In this situation, the seller has two options: either reship the things or pay the European company back
for the equipment's cost. Due to the expenditures associated with preparing the goods for sale, this type of
shipping term may have an impact on the buyer's inventory cost. The buyer cannot immediately outlay the
charges because they would then have to be added to their inventory. The buyer's net profits, not the seller's,
may ultimately be impacted by this delay in recording the expenditures as an expense.

3. On Consignment

Goods obtained on a consignment basis are not part of the consignee's inventory since the ownership is still
on the consigner's end. When the consignor ships goods to the consignee, this only transfers possession of
the goods and not ownership. Goods dispatched on consignments are all still part of the inventory of the
consigner. The consigner can be classified as the supplier and the consignee as the retailer. Ratisoontorn,
(2012, p.1) stated that “Goods on consignment that deals with possession of goods indicate the time of
payment when the goods are eventually sold based on the time of payment in which the revenue from the
sale of the goods are shared between the supplier and retailer.” The retailer first decides the fraction of the
revenue to keep for each unit sold; the supplier then chooses the retail price and the quantity placed at the
retailers.

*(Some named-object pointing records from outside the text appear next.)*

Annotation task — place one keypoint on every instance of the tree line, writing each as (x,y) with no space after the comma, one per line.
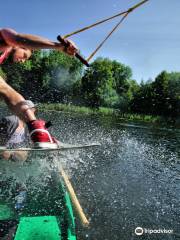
(54,77)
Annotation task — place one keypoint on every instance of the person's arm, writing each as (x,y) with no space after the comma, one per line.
(33,42)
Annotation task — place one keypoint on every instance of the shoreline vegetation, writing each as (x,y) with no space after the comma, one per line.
(102,111)
(106,88)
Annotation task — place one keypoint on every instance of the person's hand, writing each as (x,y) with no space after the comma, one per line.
(71,49)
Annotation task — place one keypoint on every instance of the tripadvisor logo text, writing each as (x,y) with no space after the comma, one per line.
(140,231)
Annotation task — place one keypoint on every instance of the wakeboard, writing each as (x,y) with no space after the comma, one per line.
(63,147)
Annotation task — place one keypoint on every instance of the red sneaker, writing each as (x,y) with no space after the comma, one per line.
(40,135)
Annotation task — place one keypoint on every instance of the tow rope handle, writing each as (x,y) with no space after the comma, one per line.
(77,55)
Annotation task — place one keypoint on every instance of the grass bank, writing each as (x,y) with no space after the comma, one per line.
(101,111)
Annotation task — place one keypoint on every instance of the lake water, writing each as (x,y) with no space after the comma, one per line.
(132,180)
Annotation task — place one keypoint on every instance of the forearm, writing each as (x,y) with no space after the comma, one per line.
(32,42)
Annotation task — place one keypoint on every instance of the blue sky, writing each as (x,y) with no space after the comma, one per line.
(148,40)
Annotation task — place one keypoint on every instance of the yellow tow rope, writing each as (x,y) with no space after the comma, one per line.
(123,14)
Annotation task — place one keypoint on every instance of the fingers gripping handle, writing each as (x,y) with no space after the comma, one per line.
(77,55)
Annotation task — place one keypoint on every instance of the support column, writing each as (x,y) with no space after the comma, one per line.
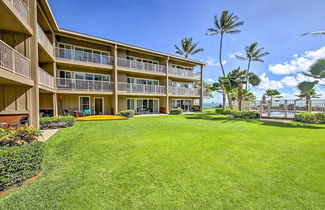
(115,82)
(201,93)
(34,102)
(167,85)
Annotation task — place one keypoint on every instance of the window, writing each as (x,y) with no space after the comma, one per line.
(84,103)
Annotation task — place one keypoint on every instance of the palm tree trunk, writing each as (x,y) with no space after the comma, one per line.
(247,77)
(223,100)
(240,97)
(220,55)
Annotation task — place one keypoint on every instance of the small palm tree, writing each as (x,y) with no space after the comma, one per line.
(252,54)
(187,47)
(226,25)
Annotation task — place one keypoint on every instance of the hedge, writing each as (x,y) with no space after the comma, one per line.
(307,117)
(176,111)
(56,122)
(20,163)
(236,113)
(126,113)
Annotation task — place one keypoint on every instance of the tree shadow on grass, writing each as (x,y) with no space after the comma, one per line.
(225,119)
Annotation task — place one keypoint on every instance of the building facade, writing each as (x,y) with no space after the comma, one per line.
(51,71)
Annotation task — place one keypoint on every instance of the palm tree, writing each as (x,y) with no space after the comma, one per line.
(317,72)
(226,25)
(252,54)
(238,78)
(187,47)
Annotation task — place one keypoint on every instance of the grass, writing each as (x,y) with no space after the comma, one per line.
(180,162)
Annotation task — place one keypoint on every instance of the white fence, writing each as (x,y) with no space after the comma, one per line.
(13,61)
(139,65)
(69,54)
(183,72)
(45,79)
(84,85)
(184,91)
(44,40)
(141,88)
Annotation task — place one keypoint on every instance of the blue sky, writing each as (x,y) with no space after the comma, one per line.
(159,24)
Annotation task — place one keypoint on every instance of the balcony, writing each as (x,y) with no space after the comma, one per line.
(11,60)
(141,66)
(44,40)
(84,85)
(80,56)
(183,91)
(141,88)
(45,79)
(183,73)
(21,8)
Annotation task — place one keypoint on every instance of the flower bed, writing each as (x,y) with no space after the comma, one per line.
(100,118)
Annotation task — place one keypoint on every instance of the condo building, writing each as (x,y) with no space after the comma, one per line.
(48,71)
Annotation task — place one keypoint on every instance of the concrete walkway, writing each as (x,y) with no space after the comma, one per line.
(47,134)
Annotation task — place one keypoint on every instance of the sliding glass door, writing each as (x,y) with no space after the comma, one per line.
(143,106)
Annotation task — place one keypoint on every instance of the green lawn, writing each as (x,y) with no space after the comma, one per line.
(180,162)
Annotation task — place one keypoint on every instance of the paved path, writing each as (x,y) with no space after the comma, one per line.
(47,134)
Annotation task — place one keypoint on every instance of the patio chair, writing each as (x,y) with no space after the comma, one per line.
(87,112)
(24,121)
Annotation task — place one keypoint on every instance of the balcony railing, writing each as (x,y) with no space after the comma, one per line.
(45,78)
(183,72)
(81,56)
(21,8)
(44,40)
(13,61)
(142,66)
(84,85)
(141,88)
(184,91)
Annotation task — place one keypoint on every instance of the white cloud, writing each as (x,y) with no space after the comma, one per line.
(213,62)
(298,63)
(210,80)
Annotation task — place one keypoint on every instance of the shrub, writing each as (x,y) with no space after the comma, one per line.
(56,122)
(10,137)
(19,163)
(176,111)
(307,117)
(126,113)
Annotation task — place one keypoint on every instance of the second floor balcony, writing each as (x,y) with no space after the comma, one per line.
(141,88)
(82,56)
(44,40)
(183,73)
(21,8)
(140,65)
(184,91)
(45,79)
(84,85)
(11,60)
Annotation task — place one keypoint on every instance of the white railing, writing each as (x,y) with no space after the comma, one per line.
(141,88)
(45,78)
(75,55)
(139,65)
(21,7)
(84,85)
(44,40)
(184,91)
(183,72)
(13,61)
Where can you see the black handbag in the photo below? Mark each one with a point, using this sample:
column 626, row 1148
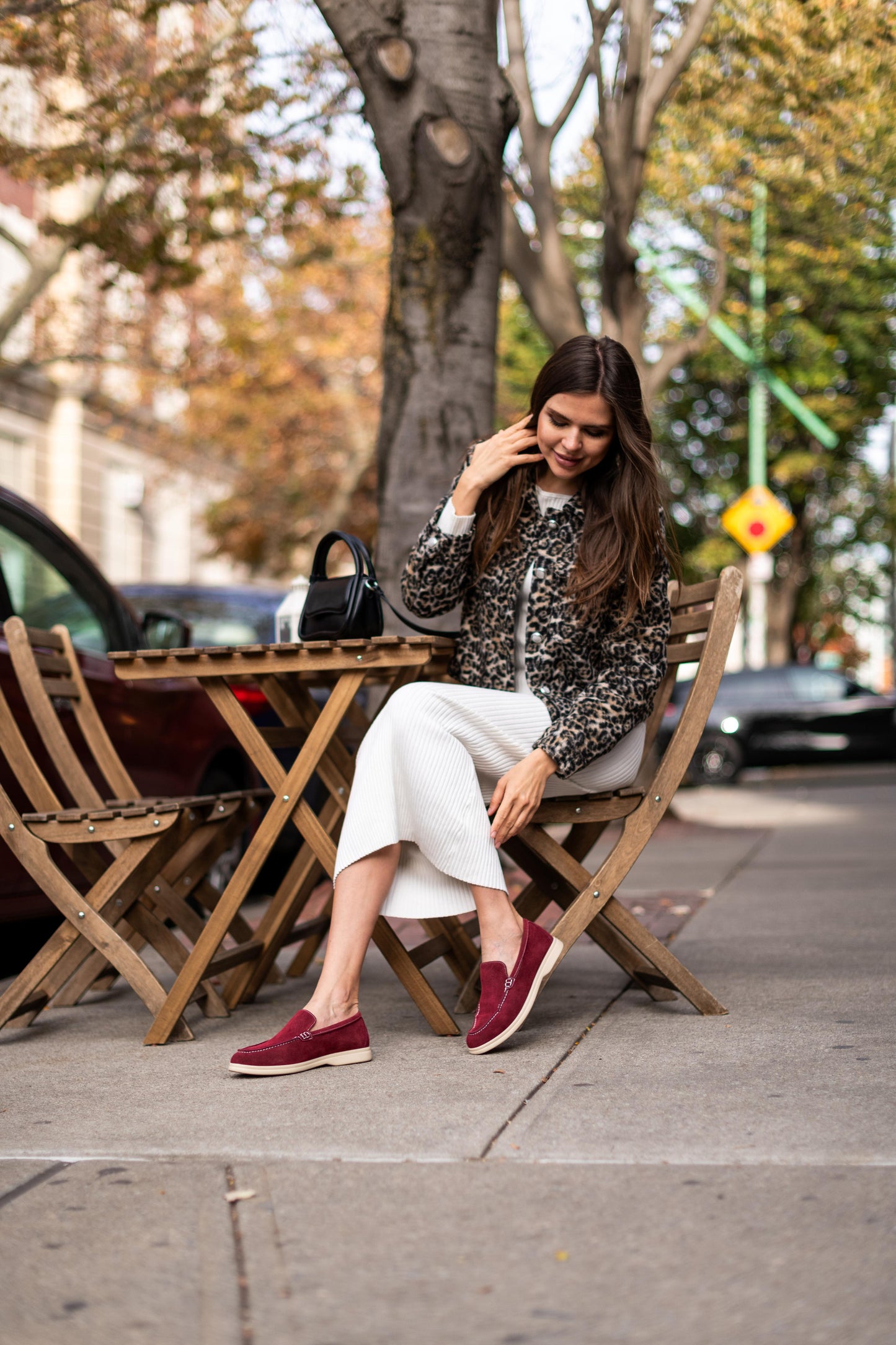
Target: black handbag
column 350, row 607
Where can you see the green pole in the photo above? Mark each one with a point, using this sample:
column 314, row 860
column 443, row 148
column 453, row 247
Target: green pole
column 738, row 347
column 758, row 388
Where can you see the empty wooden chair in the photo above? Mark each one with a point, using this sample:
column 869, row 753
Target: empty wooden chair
column 51, row 681
column 125, row 856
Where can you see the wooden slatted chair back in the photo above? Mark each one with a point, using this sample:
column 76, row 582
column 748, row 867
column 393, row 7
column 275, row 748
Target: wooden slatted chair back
column 695, row 610
column 49, row 674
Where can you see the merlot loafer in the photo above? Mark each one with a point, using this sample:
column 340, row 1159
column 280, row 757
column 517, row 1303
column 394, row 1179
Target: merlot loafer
column 505, row 1001
column 300, row 1047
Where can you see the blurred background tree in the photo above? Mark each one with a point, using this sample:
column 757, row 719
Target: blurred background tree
column 284, row 383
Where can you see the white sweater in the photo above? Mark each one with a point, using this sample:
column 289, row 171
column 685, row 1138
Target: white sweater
column 458, row 524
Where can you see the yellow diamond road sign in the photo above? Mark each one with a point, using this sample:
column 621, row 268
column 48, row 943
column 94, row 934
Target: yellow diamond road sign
column 756, row 521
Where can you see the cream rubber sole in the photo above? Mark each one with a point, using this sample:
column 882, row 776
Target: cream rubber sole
column 339, row 1058
column 548, row 963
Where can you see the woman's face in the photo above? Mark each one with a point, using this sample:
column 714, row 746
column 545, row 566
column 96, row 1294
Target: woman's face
column 575, row 432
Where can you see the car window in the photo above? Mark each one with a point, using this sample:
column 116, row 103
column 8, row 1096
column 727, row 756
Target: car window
column 213, row 620
column 809, row 684
column 43, row 597
column 754, row 689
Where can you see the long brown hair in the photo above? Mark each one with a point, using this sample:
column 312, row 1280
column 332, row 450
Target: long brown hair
column 621, row 495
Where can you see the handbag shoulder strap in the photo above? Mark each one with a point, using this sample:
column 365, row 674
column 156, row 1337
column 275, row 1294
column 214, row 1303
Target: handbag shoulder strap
column 373, row 583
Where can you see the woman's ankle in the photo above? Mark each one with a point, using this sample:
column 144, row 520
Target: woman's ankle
column 503, row 945
column 328, row 1012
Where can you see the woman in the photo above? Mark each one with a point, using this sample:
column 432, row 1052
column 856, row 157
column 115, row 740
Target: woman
column 552, row 538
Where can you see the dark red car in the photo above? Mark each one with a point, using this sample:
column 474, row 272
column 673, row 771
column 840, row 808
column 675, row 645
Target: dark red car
column 168, row 733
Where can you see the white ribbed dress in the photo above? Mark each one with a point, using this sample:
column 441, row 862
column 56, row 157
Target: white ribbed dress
column 430, row 762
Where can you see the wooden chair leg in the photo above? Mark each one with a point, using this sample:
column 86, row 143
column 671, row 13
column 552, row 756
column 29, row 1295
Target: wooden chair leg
column 305, row 955
column 284, row 909
column 414, row 981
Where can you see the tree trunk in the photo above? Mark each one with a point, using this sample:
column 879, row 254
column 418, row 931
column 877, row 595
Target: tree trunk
column 441, row 112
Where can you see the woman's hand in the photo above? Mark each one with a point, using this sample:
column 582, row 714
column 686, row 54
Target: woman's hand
column 519, row 794
column 494, row 459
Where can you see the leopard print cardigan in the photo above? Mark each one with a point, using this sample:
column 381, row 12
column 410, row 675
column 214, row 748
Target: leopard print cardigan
column 597, row 679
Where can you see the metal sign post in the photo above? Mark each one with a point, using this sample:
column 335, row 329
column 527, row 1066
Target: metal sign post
column 761, row 565
column 756, row 519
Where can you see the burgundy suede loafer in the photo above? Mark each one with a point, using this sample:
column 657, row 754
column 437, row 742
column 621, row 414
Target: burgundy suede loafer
column 505, row 1001
column 297, row 1047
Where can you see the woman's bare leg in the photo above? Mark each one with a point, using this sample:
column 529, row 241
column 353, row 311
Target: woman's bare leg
column 360, row 891
column 500, row 926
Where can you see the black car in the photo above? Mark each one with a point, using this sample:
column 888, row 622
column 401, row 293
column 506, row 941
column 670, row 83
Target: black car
column 797, row 713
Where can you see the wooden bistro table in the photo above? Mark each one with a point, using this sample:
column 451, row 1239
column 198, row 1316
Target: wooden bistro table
column 285, row 674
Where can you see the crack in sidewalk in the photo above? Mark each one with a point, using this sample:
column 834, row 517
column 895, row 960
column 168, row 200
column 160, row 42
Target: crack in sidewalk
column 33, row 1181
column 246, row 1332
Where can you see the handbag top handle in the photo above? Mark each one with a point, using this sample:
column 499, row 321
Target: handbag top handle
column 362, row 557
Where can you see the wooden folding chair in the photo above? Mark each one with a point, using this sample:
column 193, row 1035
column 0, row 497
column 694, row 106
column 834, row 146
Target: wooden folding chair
column 703, row 623
column 50, row 679
column 128, row 857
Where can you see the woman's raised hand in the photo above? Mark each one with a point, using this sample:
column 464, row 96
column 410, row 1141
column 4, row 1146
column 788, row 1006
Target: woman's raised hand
column 494, row 459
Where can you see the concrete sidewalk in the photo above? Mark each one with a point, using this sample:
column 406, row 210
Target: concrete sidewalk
column 619, row 1172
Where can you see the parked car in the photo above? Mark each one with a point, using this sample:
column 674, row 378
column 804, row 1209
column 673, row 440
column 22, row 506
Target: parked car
column 786, row 715
column 168, row 733
column 218, row 615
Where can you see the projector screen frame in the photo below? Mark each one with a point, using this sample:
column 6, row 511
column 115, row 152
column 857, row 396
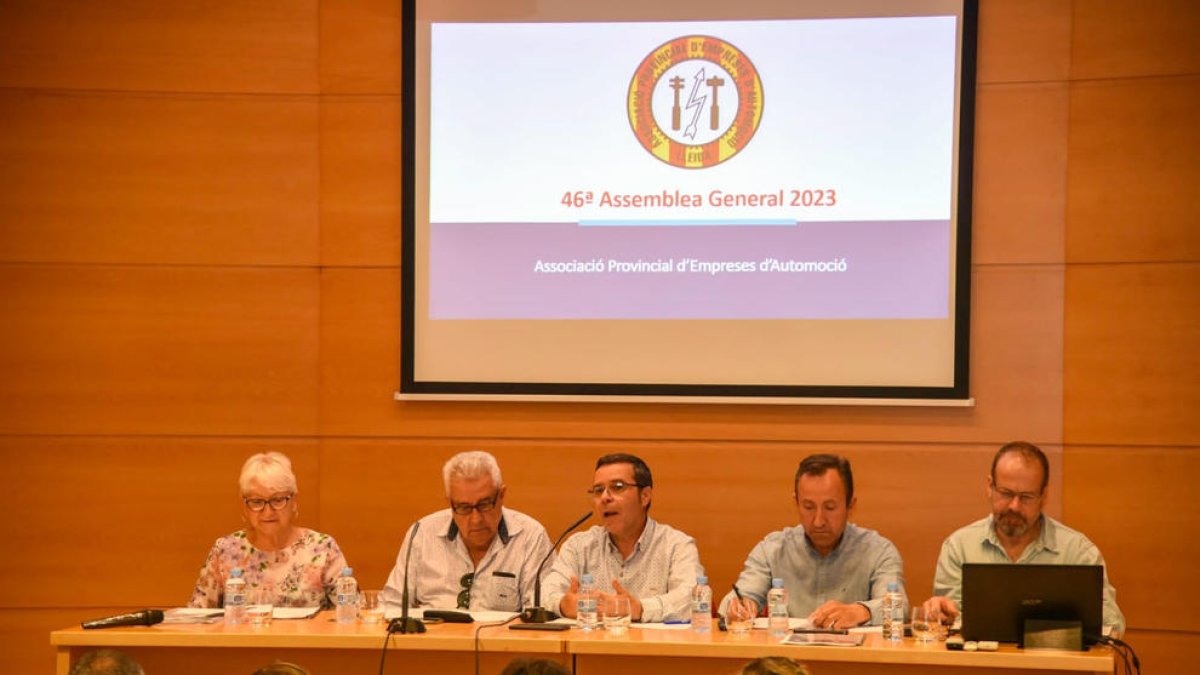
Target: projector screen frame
column 958, row 394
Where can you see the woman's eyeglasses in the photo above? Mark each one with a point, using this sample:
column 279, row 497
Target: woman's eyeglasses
column 257, row 505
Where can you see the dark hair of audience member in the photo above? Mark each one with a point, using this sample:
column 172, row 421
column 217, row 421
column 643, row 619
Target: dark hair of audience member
column 106, row 662
column 534, row 667
column 774, row 665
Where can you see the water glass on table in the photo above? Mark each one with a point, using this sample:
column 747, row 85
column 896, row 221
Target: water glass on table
column 617, row 614
column 739, row 616
column 925, row 625
column 371, row 607
column 259, row 605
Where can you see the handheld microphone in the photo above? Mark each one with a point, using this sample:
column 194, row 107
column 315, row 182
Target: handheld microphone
column 539, row 614
column 407, row 623
column 144, row 617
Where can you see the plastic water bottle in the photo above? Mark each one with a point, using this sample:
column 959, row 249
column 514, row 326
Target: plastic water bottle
column 235, row 597
column 777, row 609
column 586, row 604
column 347, row 591
column 702, row 605
column 893, row 614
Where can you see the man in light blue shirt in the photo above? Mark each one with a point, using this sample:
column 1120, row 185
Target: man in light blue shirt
column 629, row 554
column 1015, row 532
column 835, row 572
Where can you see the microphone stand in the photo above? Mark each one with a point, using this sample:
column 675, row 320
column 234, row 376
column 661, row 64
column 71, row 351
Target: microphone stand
column 407, row 623
column 539, row 614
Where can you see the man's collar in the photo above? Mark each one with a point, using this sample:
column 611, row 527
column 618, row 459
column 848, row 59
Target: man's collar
column 813, row 550
column 502, row 531
column 647, row 532
column 1047, row 537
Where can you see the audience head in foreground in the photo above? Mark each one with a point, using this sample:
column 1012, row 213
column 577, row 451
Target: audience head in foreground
column 274, row 553
column 774, row 665
column 835, row 573
column 1017, row 531
column 534, row 667
column 628, row 554
column 106, row 662
column 477, row 554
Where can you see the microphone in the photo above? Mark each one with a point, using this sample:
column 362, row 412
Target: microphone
column 407, row 623
column 539, row 614
column 144, row 617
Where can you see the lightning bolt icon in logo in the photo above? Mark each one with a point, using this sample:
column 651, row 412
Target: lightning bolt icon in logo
column 696, row 100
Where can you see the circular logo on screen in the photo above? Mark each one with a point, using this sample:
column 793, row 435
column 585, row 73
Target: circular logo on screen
column 695, row 101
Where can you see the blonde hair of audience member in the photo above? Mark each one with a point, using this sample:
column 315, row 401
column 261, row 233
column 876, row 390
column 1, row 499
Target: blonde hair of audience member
column 534, row 667
column 282, row 668
column 774, row 665
column 269, row 476
column 106, row 662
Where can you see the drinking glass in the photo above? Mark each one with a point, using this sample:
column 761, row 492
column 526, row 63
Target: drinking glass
column 371, row 607
column 617, row 614
column 259, row 605
column 924, row 625
column 739, row 616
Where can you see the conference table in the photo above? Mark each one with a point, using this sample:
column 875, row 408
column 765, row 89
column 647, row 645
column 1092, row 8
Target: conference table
column 322, row 645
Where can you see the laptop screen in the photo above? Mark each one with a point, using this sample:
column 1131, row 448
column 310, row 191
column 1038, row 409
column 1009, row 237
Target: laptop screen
column 999, row 598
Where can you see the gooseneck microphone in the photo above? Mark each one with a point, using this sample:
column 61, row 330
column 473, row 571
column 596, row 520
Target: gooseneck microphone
column 539, row 614
column 143, row 617
column 407, row 623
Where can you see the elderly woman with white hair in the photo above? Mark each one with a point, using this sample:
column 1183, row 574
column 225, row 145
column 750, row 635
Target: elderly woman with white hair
column 273, row 551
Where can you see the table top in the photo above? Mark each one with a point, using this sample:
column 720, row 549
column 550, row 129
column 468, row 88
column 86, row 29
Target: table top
column 322, row 632
column 873, row 650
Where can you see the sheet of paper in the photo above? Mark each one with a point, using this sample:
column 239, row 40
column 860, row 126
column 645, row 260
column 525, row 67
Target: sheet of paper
column 192, row 615
column 294, row 611
column 761, row 622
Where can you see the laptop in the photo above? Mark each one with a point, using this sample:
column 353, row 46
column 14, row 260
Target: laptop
column 999, row 598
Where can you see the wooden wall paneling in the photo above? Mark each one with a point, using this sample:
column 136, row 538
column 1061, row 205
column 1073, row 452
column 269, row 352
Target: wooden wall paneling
column 1015, row 329
column 1170, row 652
column 1139, row 506
column 148, row 46
column 25, row 634
column 360, row 184
column 1020, row 173
column 1131, row 359
column 360, row 47
column 1131, row 191
column 124, row 521
column 1024, row 40
column 1122, row 40
column 143, row 350
column 113, row 178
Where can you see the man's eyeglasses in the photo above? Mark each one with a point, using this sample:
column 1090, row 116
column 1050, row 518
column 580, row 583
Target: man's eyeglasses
column 1005, row 496
column 277, row 503
column 481, row 506
column 465, row 593
column 616, row 488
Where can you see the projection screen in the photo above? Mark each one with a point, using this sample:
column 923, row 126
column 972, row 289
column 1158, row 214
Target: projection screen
column 697, row 201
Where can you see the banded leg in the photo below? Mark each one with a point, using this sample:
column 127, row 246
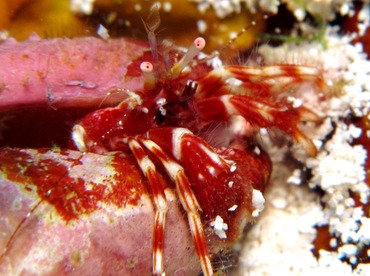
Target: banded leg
column 260, row 113
column 157, row 187
column 187, row 199
column 267, row 81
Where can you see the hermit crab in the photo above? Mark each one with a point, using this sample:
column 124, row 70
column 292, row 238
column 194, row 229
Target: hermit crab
column 185, row 134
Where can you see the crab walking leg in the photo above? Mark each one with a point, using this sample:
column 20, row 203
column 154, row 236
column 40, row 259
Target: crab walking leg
column 188, row 201
column 271, row 80
column 157, row 187
column 260, row 113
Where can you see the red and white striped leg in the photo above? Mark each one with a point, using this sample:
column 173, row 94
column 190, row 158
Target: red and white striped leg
column 260, row 113
column 157, row 187
column 268, row 81
column 187, row 198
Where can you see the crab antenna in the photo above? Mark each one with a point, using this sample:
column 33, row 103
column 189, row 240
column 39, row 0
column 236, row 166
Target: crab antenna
column 151, row 24
column 194, row 49
column 149, row 78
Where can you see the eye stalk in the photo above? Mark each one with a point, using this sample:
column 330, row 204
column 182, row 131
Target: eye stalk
column 198, row 45
column 149, row 77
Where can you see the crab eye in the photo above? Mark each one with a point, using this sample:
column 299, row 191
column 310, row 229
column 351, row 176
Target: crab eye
column 200, row 43
column 146, row 67
column 194, row 49
column 149, row 78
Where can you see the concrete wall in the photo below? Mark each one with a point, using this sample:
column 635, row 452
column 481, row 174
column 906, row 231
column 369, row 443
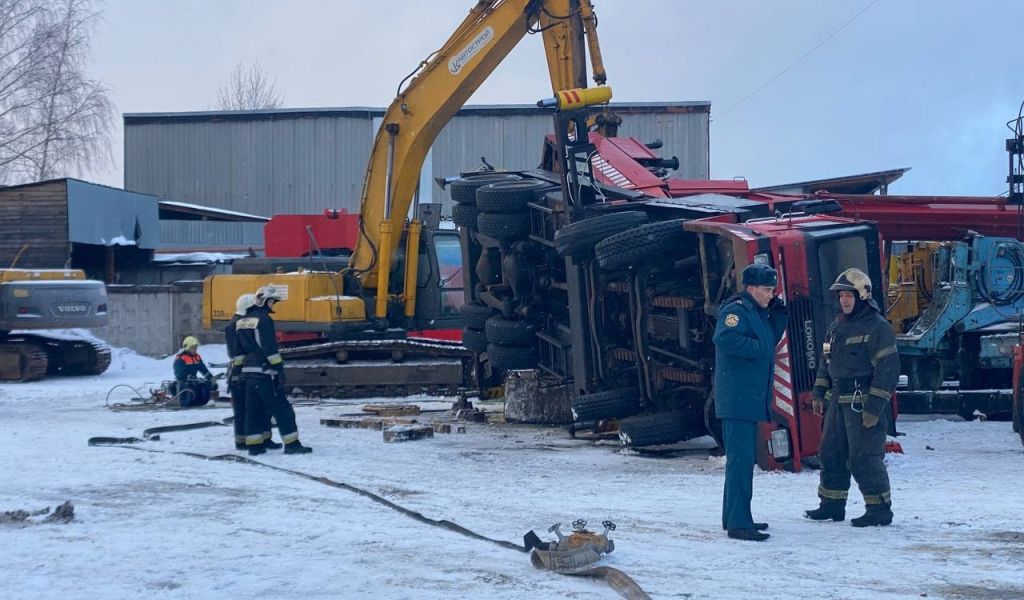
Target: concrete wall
column 154, row 319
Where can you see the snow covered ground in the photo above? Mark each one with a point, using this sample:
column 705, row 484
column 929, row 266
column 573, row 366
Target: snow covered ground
column 165, row 525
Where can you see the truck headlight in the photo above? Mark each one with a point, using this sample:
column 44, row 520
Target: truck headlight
column 778, row 444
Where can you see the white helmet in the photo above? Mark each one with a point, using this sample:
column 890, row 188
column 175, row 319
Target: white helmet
column 264, row 295
column 243, row 303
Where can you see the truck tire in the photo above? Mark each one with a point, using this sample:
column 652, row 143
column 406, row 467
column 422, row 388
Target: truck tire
column 510, row 332
column 475, row 315
column 464, row 215
column 509, row 197
column 608, row 404
column 512, row 357
column 652, row 429
column 474, row 340
column 631, row 247
column 464, row 189
column 504, row 227
column 578, row 240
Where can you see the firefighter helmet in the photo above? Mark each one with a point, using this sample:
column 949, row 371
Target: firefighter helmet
column 265, row 294
column 243, row 303
column 853, row 280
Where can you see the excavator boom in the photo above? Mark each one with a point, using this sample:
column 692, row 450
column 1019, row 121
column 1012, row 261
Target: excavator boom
column 440, row 86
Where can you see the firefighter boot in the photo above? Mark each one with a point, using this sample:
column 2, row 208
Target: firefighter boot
column 296, row 447
column 876, row 515
column 829, row 509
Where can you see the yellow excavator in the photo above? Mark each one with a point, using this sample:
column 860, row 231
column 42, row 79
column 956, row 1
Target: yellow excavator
column 401, row 276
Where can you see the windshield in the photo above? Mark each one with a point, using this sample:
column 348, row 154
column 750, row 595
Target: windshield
column 450, row 264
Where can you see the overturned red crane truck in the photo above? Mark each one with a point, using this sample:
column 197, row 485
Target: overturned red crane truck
column 603, row 277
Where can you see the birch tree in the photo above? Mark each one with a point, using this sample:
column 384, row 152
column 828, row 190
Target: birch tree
column 54, row 120
column 249, row 88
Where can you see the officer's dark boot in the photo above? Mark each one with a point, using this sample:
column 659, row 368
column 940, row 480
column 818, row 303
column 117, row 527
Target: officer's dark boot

In some situations, the supplier decides on the price and product quantity. Goods on consignment
are a very attractive method of selling products this segment is increasing because of the arrangement and
the sharing of revenue which the retailer has a choice in the arrangement to decide on the revenue it will
charge from the sales of products (Gagnet, 2022). The clothing industry is an industry that deals with Goods
on consignment which has realized an increase in sales through this method.